やはり、人間には「道」というものが必要です。
しかし、道は道でも「覇道」になってしまう場合が少なくありません。
道としては、「正道」「王道」で行くべきでしょう。
稲盛和夫「敬天愛人 西郷南洲遺訓と我が経営」第8講 王道
「企業の経営も、国の内政も、そして外交も、最も基本になるのは正道を踏むことです。策略をもって相手を貶めようとすれば、同じ仕打ちがこちらにも返ってきます。力をかさに着て我を通せば人の心は離れます。相手の顔色をうかがい迎合すれば信用は得られません。終始一貫、毅然とした態度で臨むことが本当の信頼関係を築きます」(「日経ビジネス」2005年11月21日号143頁)

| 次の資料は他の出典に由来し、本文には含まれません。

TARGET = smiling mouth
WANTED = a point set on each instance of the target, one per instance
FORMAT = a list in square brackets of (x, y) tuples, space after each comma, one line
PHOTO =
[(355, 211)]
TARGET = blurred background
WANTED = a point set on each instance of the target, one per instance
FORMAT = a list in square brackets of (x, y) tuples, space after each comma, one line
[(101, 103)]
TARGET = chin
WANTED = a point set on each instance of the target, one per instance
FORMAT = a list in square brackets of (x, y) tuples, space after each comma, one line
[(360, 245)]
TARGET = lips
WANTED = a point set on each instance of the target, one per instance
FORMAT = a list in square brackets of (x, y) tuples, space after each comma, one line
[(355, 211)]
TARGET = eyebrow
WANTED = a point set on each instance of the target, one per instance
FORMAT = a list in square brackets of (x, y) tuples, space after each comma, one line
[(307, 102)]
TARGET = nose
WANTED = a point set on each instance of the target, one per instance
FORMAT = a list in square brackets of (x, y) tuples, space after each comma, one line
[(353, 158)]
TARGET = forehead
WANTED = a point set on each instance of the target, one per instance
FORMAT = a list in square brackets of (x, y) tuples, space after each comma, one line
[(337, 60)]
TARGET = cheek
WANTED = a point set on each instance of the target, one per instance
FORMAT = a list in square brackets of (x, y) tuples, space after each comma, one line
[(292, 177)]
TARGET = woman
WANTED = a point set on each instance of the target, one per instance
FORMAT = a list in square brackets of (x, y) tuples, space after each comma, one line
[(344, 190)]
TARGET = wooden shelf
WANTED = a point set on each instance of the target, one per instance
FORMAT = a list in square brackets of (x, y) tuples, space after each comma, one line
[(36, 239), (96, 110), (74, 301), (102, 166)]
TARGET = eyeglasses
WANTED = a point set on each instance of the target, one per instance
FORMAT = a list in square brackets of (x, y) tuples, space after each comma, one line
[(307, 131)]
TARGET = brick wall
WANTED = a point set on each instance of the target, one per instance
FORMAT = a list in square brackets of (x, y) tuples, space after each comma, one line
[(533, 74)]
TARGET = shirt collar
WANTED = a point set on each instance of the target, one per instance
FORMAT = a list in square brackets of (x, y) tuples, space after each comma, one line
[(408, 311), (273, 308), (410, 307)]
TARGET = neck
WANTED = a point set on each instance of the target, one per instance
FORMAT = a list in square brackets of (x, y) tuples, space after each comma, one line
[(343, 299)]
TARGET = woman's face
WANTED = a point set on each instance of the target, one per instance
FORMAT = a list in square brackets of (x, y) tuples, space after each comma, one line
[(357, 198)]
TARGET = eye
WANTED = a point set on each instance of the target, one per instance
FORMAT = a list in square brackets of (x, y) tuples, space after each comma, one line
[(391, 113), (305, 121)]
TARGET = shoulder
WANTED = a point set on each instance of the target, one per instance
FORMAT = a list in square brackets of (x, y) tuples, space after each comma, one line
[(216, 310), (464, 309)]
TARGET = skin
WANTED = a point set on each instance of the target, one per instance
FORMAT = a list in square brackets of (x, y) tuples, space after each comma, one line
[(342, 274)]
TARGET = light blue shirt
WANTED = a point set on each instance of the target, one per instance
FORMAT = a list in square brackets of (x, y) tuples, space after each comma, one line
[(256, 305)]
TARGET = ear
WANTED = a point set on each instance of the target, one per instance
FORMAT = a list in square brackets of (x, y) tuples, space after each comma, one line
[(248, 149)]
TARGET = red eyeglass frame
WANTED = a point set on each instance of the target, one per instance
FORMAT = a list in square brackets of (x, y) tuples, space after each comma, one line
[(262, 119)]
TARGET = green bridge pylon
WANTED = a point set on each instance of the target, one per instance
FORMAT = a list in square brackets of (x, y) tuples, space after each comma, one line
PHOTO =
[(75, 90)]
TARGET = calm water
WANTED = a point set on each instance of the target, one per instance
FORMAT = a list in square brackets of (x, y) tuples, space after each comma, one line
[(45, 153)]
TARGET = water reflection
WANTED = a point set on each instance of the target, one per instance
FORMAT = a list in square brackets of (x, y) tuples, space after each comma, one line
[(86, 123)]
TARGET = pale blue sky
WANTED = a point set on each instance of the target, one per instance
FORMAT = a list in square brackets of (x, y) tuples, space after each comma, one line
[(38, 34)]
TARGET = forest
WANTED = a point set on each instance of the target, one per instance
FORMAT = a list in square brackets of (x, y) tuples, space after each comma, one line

悪い人間に対しては、悪い方法で対処してかまわないと思いがちですが、そうであれば、自分自身も悪い人間に過ぎなくなります。
好き好んで悪くなる必要はありません。
相手がどんな悪人であろうとも、正道、王道で対処すべきです。
相手が悪いから自分も悪くて構わないという考えは、よく考えてみれば滑稽なだけです。
中途半端な自己弁護の際に発せられることが多いくだらない言い訳を思わせます。
自己弁護をする前に、虚心坦懐に反省する癖をつけておきたいものです。
正道、王道でどうしようもない場合、覚悟を決めておけばよいでしょう。
また、テクニックとしての覇道は、上手に使う場合は、多少、活用する余地があると思われますが、根本とすべきではありません。
相手がどうのこうのではなく、自分自身がどうであるかを根本として生きていくことです。
その意味合いから、正道、王道を考えれば、無理なく、正道、王道に入っていくことができるでしょう。